A promise made is a promise kept—unless it is made over the phone under an ERISA plan. So ruled Judge Oetken last week, in a dismissal of a doctor’s lawsuit to collect payment allegedly promised by a healthcare benefit plan administrator. McCulloch Orthopedic Surgical Servs., PLLC, a/k/a Dr. Kenneth E. McCulloch v. United Healthcare Ins. Co. of New York, a/k/a Oxford, No. 14–CV–6989 (JPO) (S.D.N.Y. June 8, 2015).
Dr. McCulloch, an orthopedic surgeon, performed arthroscopic knee surgery on a patient. Prior to performing the surgery, his staff contacted United Healthcare Insurance Company of New York (aka “Oxford”), and allegedly was assured that the patient was covered by Oxford’s plan, that the plan provided for payment to out-of-network physicians such as Dr. McCulloch, that the plan covered the surgical procedures that Dr. McCulloch would provide for the patient, and that Oxford would reimburse Dr. McCulloch at 70% of UCR (the usual, customary, and reasonable rates for such procedures).
The doctor proceeded with the surgery on the basis of his understanding. Afterwards, he billed Oxford $15,479.80 for the surgery (i.e., the alleged UCR of $34,024, minus certain deductions and offsets). Oxford paid $641.66, and also apparently sent McCulloch a reply letter denying coverage.

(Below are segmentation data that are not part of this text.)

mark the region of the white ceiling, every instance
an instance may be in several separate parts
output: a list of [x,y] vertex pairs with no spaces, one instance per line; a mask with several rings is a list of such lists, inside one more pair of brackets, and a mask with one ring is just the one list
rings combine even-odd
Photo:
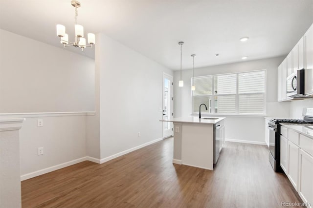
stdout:
[[[102,33],[174,70],[179,41],[183,69],[193,53],[197,68],[286,55],[313,22],[313,0],[79,1],[85,35]],[[56,25],[66,26],[70,41],[74,14],[70,0],[0,0],[1,29],[60,47]],[[250,38],[242,42],[244,36]],[[93,48],[65,50],[94,57]]]

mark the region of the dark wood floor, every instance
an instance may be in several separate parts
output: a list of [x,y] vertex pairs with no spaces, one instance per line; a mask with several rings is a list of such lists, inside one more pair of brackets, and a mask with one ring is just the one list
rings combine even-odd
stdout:
[[84,162],[22,182],[34,207],[278,208],[302,202],[266,146],[226,143],[214,171],[174,165],[173,138],[99,165]]

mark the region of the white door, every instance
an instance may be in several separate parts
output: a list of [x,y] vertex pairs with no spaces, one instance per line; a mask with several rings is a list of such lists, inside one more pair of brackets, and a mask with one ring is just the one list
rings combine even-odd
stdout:
[[[173,118],[173,77],[163,73],[162,74],[163,83],[163,120]],[[163,124],[163,138],[169,137],[173,135],[173,122],[162,122]]]

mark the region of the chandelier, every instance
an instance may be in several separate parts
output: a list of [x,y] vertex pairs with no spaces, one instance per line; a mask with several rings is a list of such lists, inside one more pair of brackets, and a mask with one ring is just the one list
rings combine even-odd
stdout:
[[61,43],[64,45],[65,48],[74,46],[79,47],[82,51],[84,51],[84,48],[86,47],[92,47],[92,45],[95,44],[95,38],[93,33],[88,33],[87,36],[89,45],[86,45],[86,40],[84,38],[84,27],[82,25],[77,24],[77,8],[80,7],[81,3],[77,0],[72,0],[70,3],[75,7],[75,41],[68,41],[68,35],[65,33],[65,26],[62,24],[57,24],[57,35],[61,38]]

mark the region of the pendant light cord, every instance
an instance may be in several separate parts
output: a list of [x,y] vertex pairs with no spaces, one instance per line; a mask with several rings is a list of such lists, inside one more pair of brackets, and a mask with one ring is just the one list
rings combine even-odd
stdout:
[[192,56],[192,85],[193,85],[195,83],[195,78],[194,77],[194,60],[195,59],[195,56]]
[[181,80],[181,45],[182,44],[180,44],[180,80]]

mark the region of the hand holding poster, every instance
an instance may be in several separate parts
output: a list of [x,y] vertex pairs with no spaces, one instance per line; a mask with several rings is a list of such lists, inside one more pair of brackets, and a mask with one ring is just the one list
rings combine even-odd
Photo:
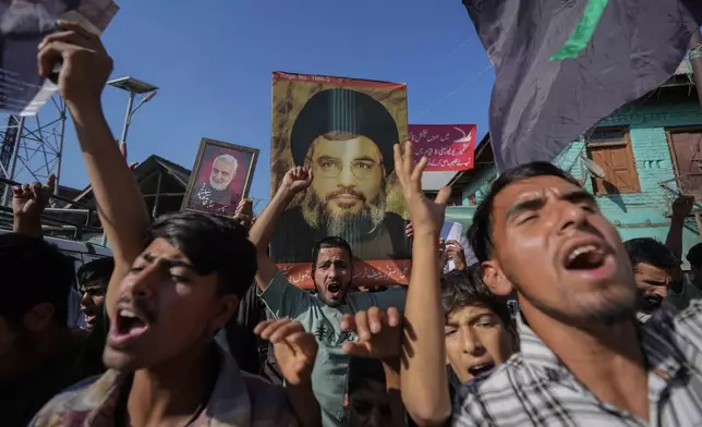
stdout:
[[473,169],[474,124],[410,124],[414,161],[426,157],[425,171],[464,171]]
[[203,138],[182,209],[233,217],[249,196],[258,150]]
[[101,34],[118,11],[111,0],[0,0],[0,110],[34,115],[56,93],[39,76],[37,46],[57,20]]
[[355,257],[354,285],[407,283],[410,244],[392,146],[407,138],[407,87],[274,73],[271,194],[286,172],[313,171],[278,221],[270,256],[291,283],[312,288],[312,249],[327,236]]

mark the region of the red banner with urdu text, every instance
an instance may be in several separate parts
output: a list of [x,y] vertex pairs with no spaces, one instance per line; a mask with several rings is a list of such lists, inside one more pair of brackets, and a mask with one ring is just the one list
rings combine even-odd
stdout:
[[414,161],[428,159],[425,171],[464,171],[473,169],[475,154],[474,124],[410,124],[414,143]]

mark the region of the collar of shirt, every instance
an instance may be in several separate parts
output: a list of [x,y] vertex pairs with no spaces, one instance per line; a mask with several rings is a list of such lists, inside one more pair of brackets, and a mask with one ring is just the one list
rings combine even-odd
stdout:
[[[215,389],[199,417],[191,426],[249,427],[292,425],[292,412],[281,388],[242,373],[222,351]],[[112,426],[121,392],[131,373],[110,369],[97,380],[85,381],[59,394],[32,426]],[[276,392],[274,389],[277,389]]]

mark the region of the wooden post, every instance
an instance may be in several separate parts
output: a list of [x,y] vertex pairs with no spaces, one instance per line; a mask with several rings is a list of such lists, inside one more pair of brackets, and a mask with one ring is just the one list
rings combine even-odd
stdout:
[[697,58],[690,59],[690,65],[693,73],[692,80],[698,90],[698,99],[702,105],[702,34],[699,30],[694,32],[690,39],[690,49],[695,49]]

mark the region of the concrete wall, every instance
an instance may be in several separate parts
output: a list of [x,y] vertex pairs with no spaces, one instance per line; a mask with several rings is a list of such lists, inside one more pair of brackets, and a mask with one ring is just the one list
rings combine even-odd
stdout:
[[[668,185],[676,187],[666,129],[702,125],[702,109],[698,103],[686,103],[675,108],[626,108],[604,120],[601,125],[629,126],[641,185],[641,192],[637,194],[597,196],[601,209],[617,227],[625,241],[643,236],[665,241],[670,225],[668,218],[670,204],[675,197],[663,188],[661,183],[668,182]],[[584,141],[574,142],[554,160],[554,163],[569,171],[577,180],[584,182],[585,188],[592,192],[592,180],[582,170],[579,160],[584,149]],[[463,205],[468,206],[468,197],[472,194],[475,194],[477,200],[482,200],[487,184],[495,175],[494,169],[487,169],[474,182],[465,186],[463,188]],[[465,222],[465,216],[472,215],[473,210],[465,208],[465,212],[460,215],[461,222]],[[456,216],[457,212],[449,212],[449,218],[452,215]],[[700,237],[694,221],[690,219],[689,227],[683,233],[683,253],[687,253],[689,247],[699,242]]]

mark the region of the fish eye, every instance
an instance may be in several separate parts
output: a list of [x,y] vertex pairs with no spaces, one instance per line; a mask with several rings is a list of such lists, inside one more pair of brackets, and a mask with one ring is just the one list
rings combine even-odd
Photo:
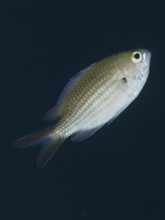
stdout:
[[131,60],[134,63],[140,63],[142,61],[142,54],[138,51],[135,51],[131,54]]
[[124,84],[127,83],[127,78],[126,78],[126,77],[123,77],[121,80],[122,80],[122,82],[123,82]]

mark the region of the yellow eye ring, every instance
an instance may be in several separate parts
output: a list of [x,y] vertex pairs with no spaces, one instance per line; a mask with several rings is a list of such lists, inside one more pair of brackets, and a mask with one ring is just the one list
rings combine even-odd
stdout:
[[139,51],[135,51],[131,54],[131,60],[134,63],[140,63],[142,61],[142,54]]

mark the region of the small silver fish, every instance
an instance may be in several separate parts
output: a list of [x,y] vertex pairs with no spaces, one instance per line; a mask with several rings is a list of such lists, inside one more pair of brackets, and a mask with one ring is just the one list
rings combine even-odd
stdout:
[[151,53],[144,49],[122,52],[80,71],[45,116],[57,120],[55,125],[18,139],[13,147],[43,144],[37,160],[41,168],[66,138],[81,141],[90,137],[138,96],[149,74],[150,58]]

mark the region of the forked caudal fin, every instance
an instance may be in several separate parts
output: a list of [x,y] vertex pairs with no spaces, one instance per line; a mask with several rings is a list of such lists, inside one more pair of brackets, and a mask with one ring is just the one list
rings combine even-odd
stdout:
[[37,159],[37,169],[43,168],[53,157],[59,146],[65,140],[64,137],[56,134],[52,137],[52,128],[41,130],[18,139],[13,148],[33,147],[36,144],[42,144],[42,150]]

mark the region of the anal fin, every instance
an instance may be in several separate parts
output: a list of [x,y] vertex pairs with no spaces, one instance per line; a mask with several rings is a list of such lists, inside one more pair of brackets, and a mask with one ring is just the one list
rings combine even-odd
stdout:
[[71,136],[71,140],[73,142],[79,142],[79,141],[83,141],[87,138],[89,138],[90,136],[92,136],[96,131],[98,131],[103,125],[97,127],[97,128],[93,128],[90,130],[80,130],[78,132],[76,132],[75,134],[73,134]]

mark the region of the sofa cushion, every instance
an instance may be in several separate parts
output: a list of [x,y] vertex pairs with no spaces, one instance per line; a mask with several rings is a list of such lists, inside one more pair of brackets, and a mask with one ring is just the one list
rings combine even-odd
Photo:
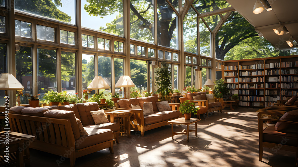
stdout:
[[88,102],[84,103],[79,103],[76,105],[77,110],[81,118],[80,119],[83,126],[94,125],[94,120],[92,117],[90,111],[97,111],[100,109],[98,104],[96,102]]
[[84,128],[88,133],[87,136],[81,136],[75,141],[76,150],[81,149],[113,139],[111,129]]
[[120,130],[120,127],[119,124],[118,123],[104,123],[98,125],[91,125],[85,126],[86,128],[96,128],[97,129],[111,129],[113,132],[115,132]]
[[144,108],[144,115],[148,115],[153,114],[153,107],[152,105],[152,103],[144,103],[143,104],[143,107]]
[[143,107],[143,104],[145,102],[152,103],[152,106],[153,107],[153,112],[159,112],[158,109],[156,105],[156,102],[158,101],[158,98],[157,96],[148,96],[143,98],[137,98],[139,104],[142,109],[144,109]]
[[285,103],[287,104],[294,104],[295,101],[297,100],[296,97],[293,97],[290,99],[290,100],[287,101]]
[[[287,140],[284,139],[286,137]],[[273,126],[269,126],[263,131],[263,141],[265,142],[279,144],[283,141],[286,143],[285,145],[297,146],[298,133],[283,133],[275,130]]]
[[44,117],[44,113],[48,110],[48,109],[39,107],[26,107],[22,109],[21,112],[24,115]]
[[73,112],[60,110],[51,110],[45,112],[44,113],[44,116],[46,117],[69,120],[70,121],[70,124],[72,129],[74,139],[77,139],[80,137],[79,126],[77,122],[76,118]]
[[131,104],[131,108],[133,109],[142,109],[141,107],[140,106],[140,105],[139,104],[137,104],[136,105],[133,105]]
[[221,106],[221,103],[220,102],[211,102],[208,103],[209,108],[217,107]]
[[215,102],[214,100],[214,96],[213,94],[208,94],[206,95],[206,99],[208,100],[208,102]]
[[9,109],[9,113],[10,114],[21,114],[22,110],[27,108],[27,107],[23,106],[15,106]]
[[91,111],[90,113],[92,116],[95,125],[110,122],[105,116],[103,109],[98,111]]
[[156,105],[159,112],[172,110],[171,107],[169,105],[169,102],[167,101],[156,102]]
[[193,96],[194,100],[206,100],[206,96],[205,95],[202,94]]
[[[280,120],[298,122],[298,110],[293,110],[285,113],[280,118]],[[289,126],[297,126],[297,125],[294,124],[291,125],[284,122],[278,122],[275,124],[275,129],[277,131],[283,132]]]
[[83,125],[82,124],[81,122],[81,120],[79,118],[76,118],[77,120],[77,126],[79,127],[79,131],[80,132],[80,136],[85,136],[88,135],[88,133],[86,131],[86,130],[84,129]]
[[162,116],[161,115],[151,114],[144,116],[145,125],[150,125],[162,121]]
[[165,111],[155,114],[162,116],[163,121],[179,117],[179,112],[178,111]]

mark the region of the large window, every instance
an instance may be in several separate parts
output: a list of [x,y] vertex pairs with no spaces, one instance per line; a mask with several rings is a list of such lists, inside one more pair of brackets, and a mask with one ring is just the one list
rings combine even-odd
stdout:
[[75,53],[61,52],[61,78],[62,91],[75,93]]
[[55,50],[37,49],[37,91],[41,100],[44,93],[57,91],[56,59]]
[[28,104],[33,94],[32,48],[21,47],[15,52],[15,78],[24,86],[21,103]]

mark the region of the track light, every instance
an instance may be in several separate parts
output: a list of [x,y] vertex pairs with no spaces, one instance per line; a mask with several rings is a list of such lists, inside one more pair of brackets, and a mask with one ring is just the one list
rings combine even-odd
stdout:
[[260,0],[256,1],[254,6],[254,13],[255,14],[260,13],[264,10],[264,6],[260,2]]

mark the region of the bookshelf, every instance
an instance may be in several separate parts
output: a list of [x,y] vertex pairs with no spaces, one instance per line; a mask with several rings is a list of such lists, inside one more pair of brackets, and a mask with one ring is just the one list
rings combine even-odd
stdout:
[[298,55],[226,61],[223,69],[240,106],[267,106],[298,96]]

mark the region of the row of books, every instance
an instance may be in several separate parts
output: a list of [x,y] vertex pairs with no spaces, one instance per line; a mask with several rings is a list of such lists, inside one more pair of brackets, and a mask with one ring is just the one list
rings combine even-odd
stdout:
[[263,101],[264,97],[253,96],[240,96],[239,99],[241,101]]
[[279,88],[280,87],[280,84],[278,83],[265,84],[265,88]]
[[271,69],[271,70],[265,69],[265,74],[266,75],[279,75],[280,70],[279,69],[277,69],[275,70]]
[[256,78],[246,77],[245,78],[240,78],[240,81],[242,82],[264,82],[264,77],[257,77]]
[[244,65],[239,66],[239,69],[262,69],[264,68],[264,64],[255,64],[253,65]]
[[282,82],[297,82],[298,81],[298,77],[282,76],[280,81]]
[[233,82],[238,82],[238,78],[226,78],[227,83],[233,83]]
[[224,70],[238,70],[238,67],[237,66],[227,66],[224,67]]
[[264,103],[263,102],[250,102],[248,101],[240,101],[239,105],[249,107],[263,107]]
[[238,84],[227,84],[227,87],[228,89],[238,89]]
[[283,96],[298,96],[298,91],[297,90],[292,90],[289,91],[285,90],[283,90],[280,92],[280,95]]
[[296,89],[298,88],[298,83],[282,83],[282,89]]
[[224,73],[224,77],[237,77],[238,76],[238,72],[225,72]]

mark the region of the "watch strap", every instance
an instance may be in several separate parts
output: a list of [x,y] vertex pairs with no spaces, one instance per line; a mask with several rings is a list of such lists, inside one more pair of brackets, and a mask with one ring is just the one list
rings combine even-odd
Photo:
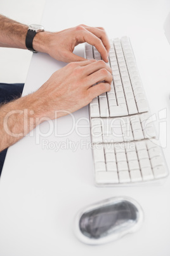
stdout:
[[33,52],[37,52],[36,51],[32,46],[32,41],[34,36],[37,34],[36,31],[34,30],[32,30],[29,29],[27,31],[27,34],[25,38],[25,45],[26,47],[30,51]]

Noting that $641.66 is “less than what [Oxford] spends on a set of tires for the limousine of its CEO,” Dr. McCulloch sued Oxford in New York Supreme Court. Oxford removed the suit to the Southern District of New York, and moved to dismiss on the ground that Dr. McCulloch’s claims for promissory estoppel — even if properly pled — are preempted by section 502(a) of ERISA. This is where things get interesting.
Under the Second Circuit precedent of Montefiore Med. Ctr. v. Teamsters Local 272, 642 F.3d 321 (2d Cir. 2011), a “health care provider’s [state-law] claims against a benefit plan established pursuant to [ERISA] are, under certain circumstances, completely preempted by federal law under the two-pronged test for ERISA preemption…” Id. at *4. Assuming a plaintiff satisfies the first prong of this test (which is not germane here), the court must then ask “whether there is an independent legal duty that is implicated by the defendant’s actions.” Id. If no independent legal duty is found, then the plaintiff’s claims are preempted.
Here, Dr. McCullogh argued that the phone call with Oxford’s representative gave rise to an independent legal duty under the common-law doctrine of promissory estoppel. But Judge Oetken held that this argument “is squarely foreclosed by Second Circuit precedent,” namely Montefiore. Id. The Montefiore court rejected the contention that “verbal communications … gave rise to an independent legal duty,” and found that “[w]hatever legal significance these phone conversations may have had …, they did not create a sufficiently independentduty” because they involved a “pre-approval process” that was “expressly required by the terms of the Plan itself” and was “therefore inextricably intertwined with the interpretation of Plan coverage and benefits.” Montefiore, 642 F.3d at 332.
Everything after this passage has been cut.